Managing water to build bushfire resilience
Regenerating ecosystems by responding to flood risk can be crucial to increase urban and peri-urban resilience while reducing future drought and bushfire impacts.
Research on flood management suggests rainwater must be always seen as a resource, even in the case of extreme events. Sustainable water management through harvesting, retention and reuse can have long-term positive effects in regenerating micro-climates. It is at the base of any action aimed at comprehensively increasing resilience.
In this sense, approaches based on decentralised systems are more effective at countering the risks of drought, fire and flood locally. They consist of small-scale nature-based solutions able to absorb and retain water to reduce flooding. Distributed off-grid systems support water harvesting in rainy seasons and prevent fires during drought by maintaining soil moisture.

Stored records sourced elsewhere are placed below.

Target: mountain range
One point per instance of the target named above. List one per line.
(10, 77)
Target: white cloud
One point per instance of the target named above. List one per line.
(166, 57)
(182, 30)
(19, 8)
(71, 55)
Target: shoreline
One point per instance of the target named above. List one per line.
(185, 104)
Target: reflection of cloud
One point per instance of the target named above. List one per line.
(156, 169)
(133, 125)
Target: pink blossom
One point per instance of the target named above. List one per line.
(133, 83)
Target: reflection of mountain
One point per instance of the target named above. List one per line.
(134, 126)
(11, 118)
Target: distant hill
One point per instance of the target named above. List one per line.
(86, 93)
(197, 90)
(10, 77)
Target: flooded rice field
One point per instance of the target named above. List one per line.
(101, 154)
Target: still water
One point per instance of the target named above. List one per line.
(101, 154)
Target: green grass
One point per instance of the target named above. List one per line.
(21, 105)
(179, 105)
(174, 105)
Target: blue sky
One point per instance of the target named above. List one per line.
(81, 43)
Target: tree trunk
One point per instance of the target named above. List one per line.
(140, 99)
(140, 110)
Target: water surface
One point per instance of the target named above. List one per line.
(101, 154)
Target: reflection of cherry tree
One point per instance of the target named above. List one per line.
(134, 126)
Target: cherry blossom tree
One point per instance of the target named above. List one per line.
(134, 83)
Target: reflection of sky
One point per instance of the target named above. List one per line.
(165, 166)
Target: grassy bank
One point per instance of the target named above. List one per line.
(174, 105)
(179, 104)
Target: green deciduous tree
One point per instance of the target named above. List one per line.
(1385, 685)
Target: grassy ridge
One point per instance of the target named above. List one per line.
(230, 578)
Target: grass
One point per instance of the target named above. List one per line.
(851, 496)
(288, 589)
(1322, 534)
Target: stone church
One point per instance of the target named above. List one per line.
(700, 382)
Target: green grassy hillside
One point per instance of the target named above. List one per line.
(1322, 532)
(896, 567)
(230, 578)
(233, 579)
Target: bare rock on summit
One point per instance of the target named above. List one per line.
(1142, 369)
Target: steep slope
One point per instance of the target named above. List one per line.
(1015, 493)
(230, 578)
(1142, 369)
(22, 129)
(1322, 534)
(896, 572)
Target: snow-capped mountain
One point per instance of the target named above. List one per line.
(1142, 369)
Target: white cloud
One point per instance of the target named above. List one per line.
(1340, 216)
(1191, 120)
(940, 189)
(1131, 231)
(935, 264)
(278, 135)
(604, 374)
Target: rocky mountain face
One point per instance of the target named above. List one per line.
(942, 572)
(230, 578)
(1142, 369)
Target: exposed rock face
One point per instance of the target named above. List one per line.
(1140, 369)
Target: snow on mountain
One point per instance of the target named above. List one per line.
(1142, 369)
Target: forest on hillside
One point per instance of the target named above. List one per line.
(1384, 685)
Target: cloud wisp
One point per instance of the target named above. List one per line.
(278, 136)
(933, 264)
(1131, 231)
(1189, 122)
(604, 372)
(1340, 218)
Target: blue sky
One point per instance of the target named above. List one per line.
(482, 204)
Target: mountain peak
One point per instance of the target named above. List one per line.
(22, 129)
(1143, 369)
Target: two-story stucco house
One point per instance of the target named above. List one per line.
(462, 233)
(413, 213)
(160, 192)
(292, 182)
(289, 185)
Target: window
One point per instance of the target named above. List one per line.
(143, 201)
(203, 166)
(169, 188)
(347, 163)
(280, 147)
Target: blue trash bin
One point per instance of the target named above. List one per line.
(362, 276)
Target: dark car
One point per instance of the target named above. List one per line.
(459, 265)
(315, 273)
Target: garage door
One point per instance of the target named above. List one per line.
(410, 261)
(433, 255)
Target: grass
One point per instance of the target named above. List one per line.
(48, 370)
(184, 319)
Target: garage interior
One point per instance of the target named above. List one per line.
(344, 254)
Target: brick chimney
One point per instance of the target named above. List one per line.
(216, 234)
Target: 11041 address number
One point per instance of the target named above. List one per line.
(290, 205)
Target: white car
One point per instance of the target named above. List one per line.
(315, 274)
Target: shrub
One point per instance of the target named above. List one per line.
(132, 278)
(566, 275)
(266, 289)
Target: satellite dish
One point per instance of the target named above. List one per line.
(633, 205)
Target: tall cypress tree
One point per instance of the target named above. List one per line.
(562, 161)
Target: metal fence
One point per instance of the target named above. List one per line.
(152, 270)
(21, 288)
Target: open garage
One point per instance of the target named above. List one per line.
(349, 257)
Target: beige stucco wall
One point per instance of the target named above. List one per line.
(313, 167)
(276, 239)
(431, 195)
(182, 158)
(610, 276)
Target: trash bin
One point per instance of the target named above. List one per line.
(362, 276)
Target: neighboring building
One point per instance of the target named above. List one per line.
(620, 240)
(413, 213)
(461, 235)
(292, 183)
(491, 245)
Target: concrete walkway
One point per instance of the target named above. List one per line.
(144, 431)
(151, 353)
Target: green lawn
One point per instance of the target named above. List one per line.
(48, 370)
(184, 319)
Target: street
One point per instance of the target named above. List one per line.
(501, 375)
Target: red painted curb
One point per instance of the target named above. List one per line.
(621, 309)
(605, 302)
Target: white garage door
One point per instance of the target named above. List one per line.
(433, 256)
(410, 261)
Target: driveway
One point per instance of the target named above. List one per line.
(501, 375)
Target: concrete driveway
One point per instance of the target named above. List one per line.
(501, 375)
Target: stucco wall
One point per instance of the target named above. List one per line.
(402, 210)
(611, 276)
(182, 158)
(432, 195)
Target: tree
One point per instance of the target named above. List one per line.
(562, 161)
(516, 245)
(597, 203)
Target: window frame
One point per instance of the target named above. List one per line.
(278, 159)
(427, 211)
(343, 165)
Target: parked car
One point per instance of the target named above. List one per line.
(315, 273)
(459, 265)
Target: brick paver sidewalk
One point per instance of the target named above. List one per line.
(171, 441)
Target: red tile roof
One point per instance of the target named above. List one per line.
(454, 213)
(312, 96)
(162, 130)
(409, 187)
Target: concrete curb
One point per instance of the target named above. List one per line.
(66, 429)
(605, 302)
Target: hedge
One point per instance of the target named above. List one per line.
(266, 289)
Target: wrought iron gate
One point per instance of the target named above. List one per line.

Decentralisation also creates opportunities for innovation in the management of urban ecosystems, with responsibility shared among many. Mobile technologies can help communities play an active role in minimising flood impacts at the small scale. Information platforms can also help raise awareness of the links between risks and actions and lead to practical solutions that are within everybody's reach.
Tailor responses to people and ecosystems
Disrupted ecosystems can make the local impacts of drought, fire and flood worse, but can also play a role in global failures, such as the recent pandemic. It is urgent to define and implement mechanisms to reverse this trend.
Lessons from disaster responses point towards the need to tailor solutions to community needs and local environmental conditions. A few key strategies are emerging:
- foster networks and coordinated approaches that operate across silos
- support local and traditional landscape knowledge
- use information platforms to help people work together to manage risks
- manage water locally with the support of populations to prevent drought and bushfire.
Recent environmental crises are showing us the way to finally change direction. Safe cities and landscapes can be achieved only by regenerating urban ecosystems while responding to increasing environmental risks through integrated, people-centred actions.